Ooh, I'm pretty sure mine's a Falcon. I never bothered doing any mod to it because it's a Lite-On drive and I didn't feel comfortable sticking a metal probe in there to get the key, RGH seemed complicated (some tricky solder points) and the parts for Xbox 360 modding are so overpriced. But this looks easier.


----------



## ClancyDaEnlightened (Dec 3, 2021)

The Real Jdbye said:


> Ooh, I'm pretty sure mine's a Falcon. I never bothered doing any mod to it because it's a Lite-On drive and I didn't feel comfortable sticking a metal probe in there to get the key, RGH seemed complicated (some tricky solder points) and the parts for Xbox 360 modding are so overpriced. But this looks easier.



$20 for Jr programmer 

$5-10 for cpld board

If you have soldering equipment it's not that costly


----------



## ClancyDaEnlightened (Dec 3, 2021)

Now the only thing left is cpu and nand swapping to convert  retail consoles to native devkits,  wonder if one could install a cpu socket lol


----------



## ClancyDaEnlightened (Dec 3, 2021)

Donnie-Burger said:


> It's not about waiting anymore since boots are like retail.  It's about having the best.


Buy a  xdk instead of hacking together a ghetto xdk, in a nutshell that's what you're doing

 efuses don't really matter, you can run any dash you want natively, and some have 1gb of ram instead of 512mb

Don't buy a Devkit if you don't know how to really use it, they operate different from a jtag/rgh/retail

I wonder if it's possible to upgrade a retail unit to 1gb


----------



## ploggy (Dec 3, 2021)

Muhahah I only gone done did it  Trinity from Stock to RGH3! LOL


----------



## ploggy (Dec 3, 2021)

Bits of advice before I forget:
For me J-runner wouldn't flash the RGH_Trinity.bin says it wasn't a ECC file, so I had to go into "Advanced>Custom Nand/Timing File Functions"  Then select..  Command "Write" Size "16" then "Run" it says write failed for all blocks but Xell still booted and displayed my CPU Key  (saw this tip on Reddit)
Don't boot Xbox with Nand Flasher still attached (I not 100% sure it's necessary, but I wouldn't do it 
everything else is in the Readme..


----------



## godreborn (Dec 3, 2021)

xell can be a fail safe.  it's the first 50 blocks of the nand, usually it doesn't get corrupted unless something goes horribly wrong.


----------



## ploggy (Dec 3, 2021)

godreborn said:


> xell can be a fail safe.  it's the first 50 blocks of the nand, usually it doesn't get corrupted unless something goes horribly wrong.
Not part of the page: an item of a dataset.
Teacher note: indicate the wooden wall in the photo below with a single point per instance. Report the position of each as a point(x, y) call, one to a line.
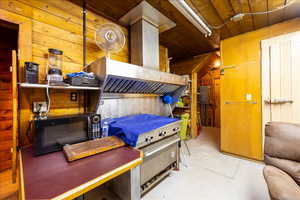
point(56, 24)
point(241, 123)
point(8, 42)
I was wanting to get into Xell anyway to get the CPU key I was just worried when it said write failed  
The Readme is a little vague about getting the CPU Key if your Xbox is Stock.. It's easy if your Console is already RGH'd
All in all it was actually easier than I thought it would be. Hardest part was that damn PPL point  I didn't have a magnifying glass, so I couldn't see the point at all, it was mostly guess work and looking at the wiring diagram. lol


----------



## godreborn (Dec 3, 2021)

it's possible it's just not setup for rgh3 yet, I guess.  that may be why it was confused.  congrats on the mod job though.


----------



## ploggy (Dec 3, 2021)

godreborn said:


> it's possible it's just not setup for rgh3 yet, I guess.  that may be why it was confused.  congrats on the mod job though.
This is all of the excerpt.